Teresópolis. O sonho da Copa do Mundo, em casa, encerrado com um 7 a 1; os maus resultados recentes; o jejum histórico de medalhas de ouro olímpicas, conquista inédita para o futebol brasileiro; um país sob o estigma, alimentado pelos resultados, de não produzir mais talentos. Poucas vezes uma seleção brasileira entrou em campo com tantas contas a acertar com a história, mesmo que os jogadores atuais não a tenham escrito. E a conta recai sobre um time jovem, quase todo sub-23, às vésperas de outra disputa em casa.
Em Teresópolis, o elenco que se prepara para a Olimpíada do Rio tenta se relacionar com o passado, entender a melhor forma de lidar com tantos fatores que se somam à responsabilidade natural de jogar uma competição pela seleção.
Nenhum dos jogadores atuais esteve no 7 a 1, tampouco Neymar, machucado na ocasião. O atacante é o único que já jogou uma Olimpíada, mas também não é responsável pelo país jamais ter ganho o ouro em qualquer edição dos Jogos. Entre isolar o time atual do peso histórico do torneio e assumir toda a responsabilidade, há um caminho intermediário.
A gente tem que filtrar as coisas boas, não apagar a história. Porque a história da seleção tem cinco títulos mundiais, tem uma tradição que impõe respeito e pressiona os rivais também. Um técnico português uma vez me falou que, taticamente, já se inventou de tudo no futebol. O que ainda não foi tão trabalhado é o lado mental afirmou o goleiro Fernando Prass que, com 38 anos, é de longe o mais velho da equipe.
COMPONENTE SOCIAL
Prass pede que o time enxergue a ocasião como uma oportunidade. E ampliou o debate para além do futebol.
Mesmo se o Brasil já tivesse vencido dez vezes a Olimpíada, a pressão seria enorme avisou.
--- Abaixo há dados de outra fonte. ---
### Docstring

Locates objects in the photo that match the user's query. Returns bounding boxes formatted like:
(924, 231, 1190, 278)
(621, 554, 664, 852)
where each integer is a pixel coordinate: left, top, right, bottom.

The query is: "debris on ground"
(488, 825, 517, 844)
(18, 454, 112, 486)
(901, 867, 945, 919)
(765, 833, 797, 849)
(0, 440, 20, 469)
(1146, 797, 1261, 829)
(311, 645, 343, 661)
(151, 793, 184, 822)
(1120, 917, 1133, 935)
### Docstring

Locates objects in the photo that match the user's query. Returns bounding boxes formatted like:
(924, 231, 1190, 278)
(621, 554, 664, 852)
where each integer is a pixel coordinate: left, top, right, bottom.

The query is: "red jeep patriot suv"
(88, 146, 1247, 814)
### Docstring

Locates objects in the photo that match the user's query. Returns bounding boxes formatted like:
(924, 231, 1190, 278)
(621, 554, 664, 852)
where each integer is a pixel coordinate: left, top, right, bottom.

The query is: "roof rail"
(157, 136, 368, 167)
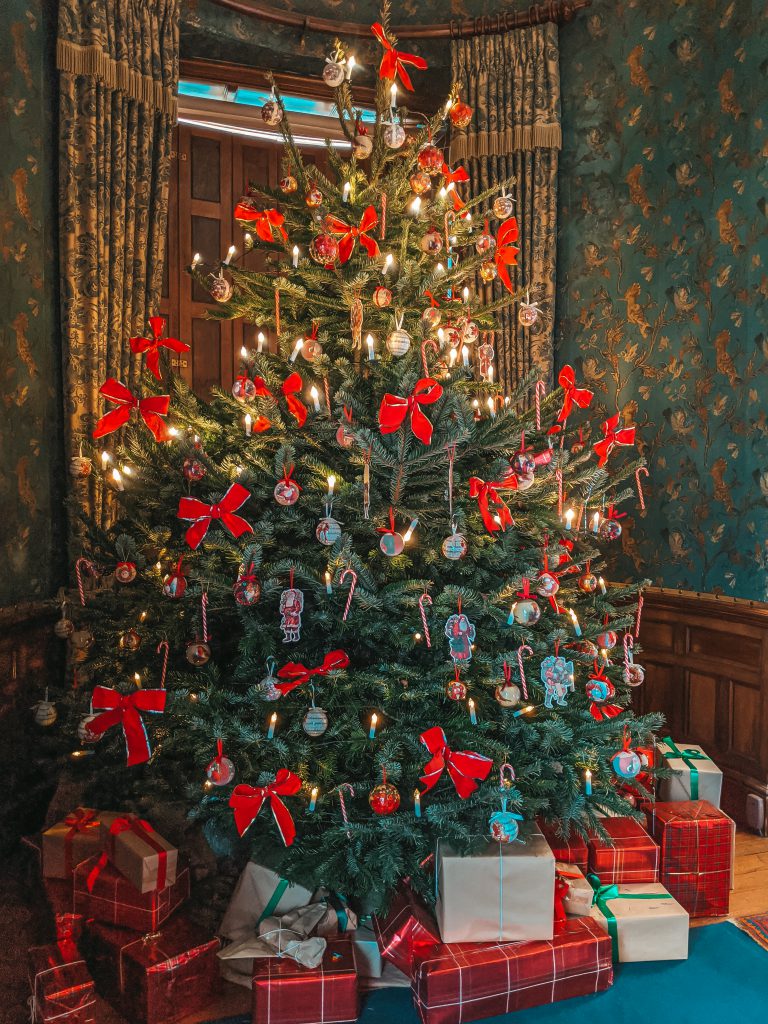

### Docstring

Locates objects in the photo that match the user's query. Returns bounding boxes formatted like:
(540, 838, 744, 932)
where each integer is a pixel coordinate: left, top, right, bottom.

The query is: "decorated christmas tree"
(64, 9, 660, 912)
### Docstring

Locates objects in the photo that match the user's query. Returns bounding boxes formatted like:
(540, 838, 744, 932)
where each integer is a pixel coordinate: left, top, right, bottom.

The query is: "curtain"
(451, 23, 561, 390)
(57, 0, 179, 526)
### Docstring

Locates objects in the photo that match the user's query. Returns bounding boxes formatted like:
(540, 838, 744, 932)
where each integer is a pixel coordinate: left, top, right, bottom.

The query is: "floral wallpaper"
(556, 0, 768, 600)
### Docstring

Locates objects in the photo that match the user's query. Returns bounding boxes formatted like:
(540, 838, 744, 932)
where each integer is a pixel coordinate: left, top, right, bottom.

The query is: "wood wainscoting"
(635, 587, 768, 829)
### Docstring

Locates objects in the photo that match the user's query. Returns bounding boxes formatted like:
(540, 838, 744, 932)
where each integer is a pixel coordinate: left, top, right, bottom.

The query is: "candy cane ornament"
(534, 380, 546, 431)
(419, 592, 433, 648)
(336, 782, 355, 839)
(635, 592, 644, 639)
(156, 639, 170, 688)
(635, 467, 649, 512)
(555, 468, 563, 518)
(201, 589, 209, 643)
(75, 557, 98, 606)
(499, 762, 516, 787)
(341, 567, 358, 622)
(421, 338, 439, 377)
(517, 643, 533, 700)
(623, 633, 634, 673)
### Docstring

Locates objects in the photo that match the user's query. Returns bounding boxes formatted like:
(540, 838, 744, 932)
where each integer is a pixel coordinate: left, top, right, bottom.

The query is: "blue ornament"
(489, 809, 524, 844)
(611, 749, 642, 780)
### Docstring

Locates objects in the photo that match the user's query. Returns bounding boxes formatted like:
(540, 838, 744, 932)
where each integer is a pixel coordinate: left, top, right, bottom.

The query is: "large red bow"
(325, 207, 380, 263)
(229, 770, 302, 846)
(469, 477, 514, 533)
(419, 726, 493, 800)
(594, 414, 636, 467)
(177, 482, 253, 550)
(252, 372, 308, 428)
(441, 162, 470, 212)
(130, 316, 190, 381)
(233, 205, 288, 243)
(551, 365, 593, 431)
(276, 649, 350, 695)
(92, 378, 171, 442)
(495, 218, 520, 292)
(87, 686, 166, 766)
(378, 378, 443, 445)
(371, 22, 427, 91)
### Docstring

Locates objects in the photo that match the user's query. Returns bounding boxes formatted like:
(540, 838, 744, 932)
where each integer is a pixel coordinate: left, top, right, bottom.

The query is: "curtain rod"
(205, 0, 591, 40)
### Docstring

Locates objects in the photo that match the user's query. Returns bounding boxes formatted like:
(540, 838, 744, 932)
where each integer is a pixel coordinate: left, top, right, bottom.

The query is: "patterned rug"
(737, 913, 768, 952)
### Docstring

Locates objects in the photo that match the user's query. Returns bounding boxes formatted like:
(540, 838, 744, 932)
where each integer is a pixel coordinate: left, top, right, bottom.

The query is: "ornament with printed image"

Resultados abaixo do esperado geraram frustração. Mas temos que entender a sociedade em que vivemos. O país vive frustrações em diversas áreas, como o governo, há um componente social. Num país apaixonado por futebol, ele vira alvo.
Apesar do reconhecimento de que há um fator mental importante cercando a seleção, não haverá um profissional especializado com o grupo, que tem média de idade bem baixa. Pelo regulamento, 15 dos 18 convocados têm até 23 anos. Além de Prass, fogem à regra Renato Augusto, de 28 anos, e Neymar, de 24.
Não teremos um profissional desta área (psicologia). Caberá à comissão técnica dar suporte. Estes jovens não podem receber toda a pressão pelo Brasil não ter esta medalha. Queremos passar tranquilidade explicou Erasmo Damiani, coordenador das divisões de base da seleção brasileira.
A tarefa exigirá esforço. Boa parte do elenco de jogadores jamais enfrentou uma grande competição com a seleção brasileira. Em especial com o peso de jogar em casa. O mesmo se aplica ao comando da comissão técnica. O técnico Rogério Micale e o próprio Damiani construíram suas carreiras quase que inteiramente em divisões de base. Também vivem uma experiência inédita num torneio de tanta visibilidade.
Exportador de jogadores, o futebol brasileiro dá, muito cedo, responsabilidades aos jovens nos grandes clubes. Casos de Gabriel, Gabriel Jesus, considerados dois exemplos claros de que o país segue produzindo talentos. O zagueiro Luan, de 23 anos, titular absoluto do Vasco, exibe maturidade.
Temos uma oportunidade de mostrar que o Brasil ainda tem talento, que é um grande revelador de jogadores. Claro que é ruim a seleção perder de 7 a 1. Até em termos de valorização internacional. Antes de tudo, temos que mostrar a nós mesmos que somos bons. E conquistar a confiança da torcida disse Luan.
Fernando Prass admitiu que, pela idade, tem papel importante no time, embora viva sua primeira passagem na seleção.
Mas liderança não se fabrica. Um jovem de 19 anos, de repente, pode assumir. Mas tenho vivências que um garoto ainda não teve. Meu caso é mesmo raro. É como de um casal que passa anos tentando engravidar e até desencana. Quando consegue, a alegria é ainda maior.